Agora, a criança não é um problema só na escola, mas também em casa. No entanto, o sintoma é sábio: a criança pôde descarregar em algum lugar seu estado de angústia, e conseguiu fazer com que os pais de alguma forma se aproximassem dela e se distraíssem das discussões que ameaçavam uma separação. Essas ações se encadeiam em um circuito sem fim e, se não forem interrompidas a tempo, levarão ao caos e ao desespero, que pode ser um dos caminhos dos transtornos mentais.
Fazer terapia para lidar com a disfuncionalidade a tempo
Em parte, graças à desmistificação da associação entre loucura e psicoterapia, os pais que mantêm algum traço de saúde recorrem ao recurso de um espaço terapêutico com a expectativa de reverter os sintomas dos filhos e resolver a disfuncionalidade.
Existem terapeutas que optam por entrevistar os pais e realizar uma série de sessões individuais com a criança. Nessas sessões, em crianças a partir dos 4 ou 5 anos, por exemplo, emprega-se o que é chamado de “hora da brincadeira”, em que os sinais do conflito serão expressados e decodificados por meio do lúdico.

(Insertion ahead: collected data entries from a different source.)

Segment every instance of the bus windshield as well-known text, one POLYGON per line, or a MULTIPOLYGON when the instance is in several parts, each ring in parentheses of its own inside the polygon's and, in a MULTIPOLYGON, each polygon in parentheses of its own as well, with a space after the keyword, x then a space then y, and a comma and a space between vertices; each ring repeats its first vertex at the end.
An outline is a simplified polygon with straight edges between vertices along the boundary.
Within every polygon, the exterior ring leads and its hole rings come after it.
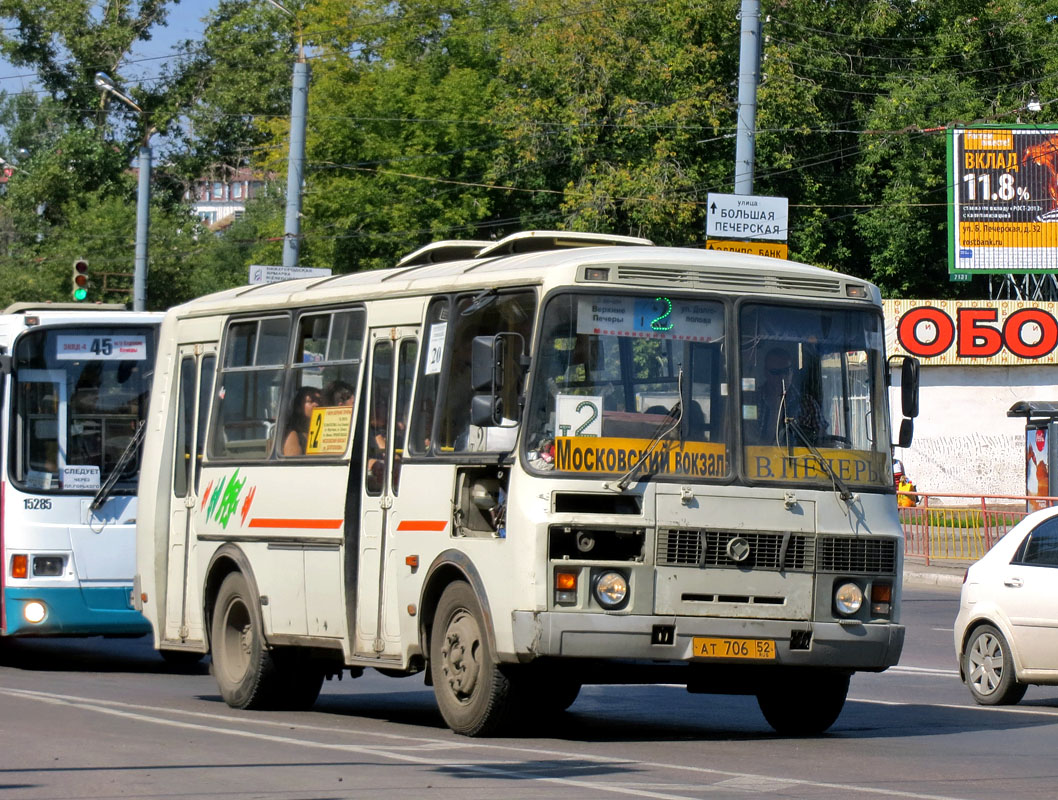
POLYGON ((544 311, 530 467, 722 479, 729 472, 724 306, 561 294, 544 311))
POLYGON ((738 323, 747 478, 891 486, 881 317, 746 304, 738 323))
MULTIPOLYGON (((146 413, 149 327, 42 328, 17 342, 11 479, 24 489, 94 492, 146 413)), ((135 490, 139 458, 115 484, 135 490)))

O sintoma desencadeado pela criança pode expressar (é tudo uma questão de saber ler a mensagem que o sintoma manifesta) os problemas em um casal de pais em constante litígio, a não tolerância a uma separação, a experiência de desunião ou fragmentação familiar, entre outros exemplos. Desse modo, a terapia familiar torna-se inevitável, o que mostrará a interação dessa família e os consequentes comportamentos sintomáticos de um dos filhos que se tornou o fusível do sistema.

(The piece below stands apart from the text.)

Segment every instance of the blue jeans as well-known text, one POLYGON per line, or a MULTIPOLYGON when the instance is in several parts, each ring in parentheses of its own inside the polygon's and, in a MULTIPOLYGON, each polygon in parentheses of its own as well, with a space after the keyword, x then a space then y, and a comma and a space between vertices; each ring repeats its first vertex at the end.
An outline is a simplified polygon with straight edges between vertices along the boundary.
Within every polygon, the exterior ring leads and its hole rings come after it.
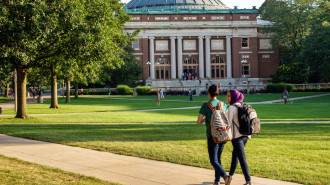
POLYGON ((220 182, 220 177, 226 178, 228 176, 221 166, 221 153, 225 144, 226 143, 215 143, 212 137, 207 138, 207 149, 209 151, 209 158, 215 171, 215 184, 220 182))
POLYGON ((248 137, 242 136, 236 139, 233 139, 231 143, 233 144, 233 154, 231 159, 229 175, 233 176, 237 168, 238 161, 241 165, 245 181, 247 184, 251 184, 251 176, 249 173, 249 167, 246 162, 246 156, 244 151, 244 146, 248 140, 248 137))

Qualquer que seja a forma de trabalho terapêutico realizado com crianças ou adolescentes, é essencial que sejam práticas que forneçam as ferramentas e os recursos necessários para conseguir reverter o processo de disfuncionalidade que faz adoecer.
Os pais devem ser informados do que está acontecendo e se responsabilizar pela produção do problema que está centralizado em um filho. Do contrário, o fato de não assumir a responsabilidade e pensar que o sintoma é próprio da criança ou do adolescente, e que não tem nada a ver com eles, não vai resolver nada e, além disso, vai produzir “mais do mesmo” repetidamente.
A psicoterapia se constitui como um espaço de reflexão e aprendizagem. Um verdadeiro computador e corretor dos desvios que desestabilizam o bem-estar, como a disfuncionalidade. Num contexto de mal-estar generalizado, de angústias persistentes, de incertezas e ansiedades, de estabilidade da instabilidade, o que mais se quer é que as crianças recuperem o sorriso!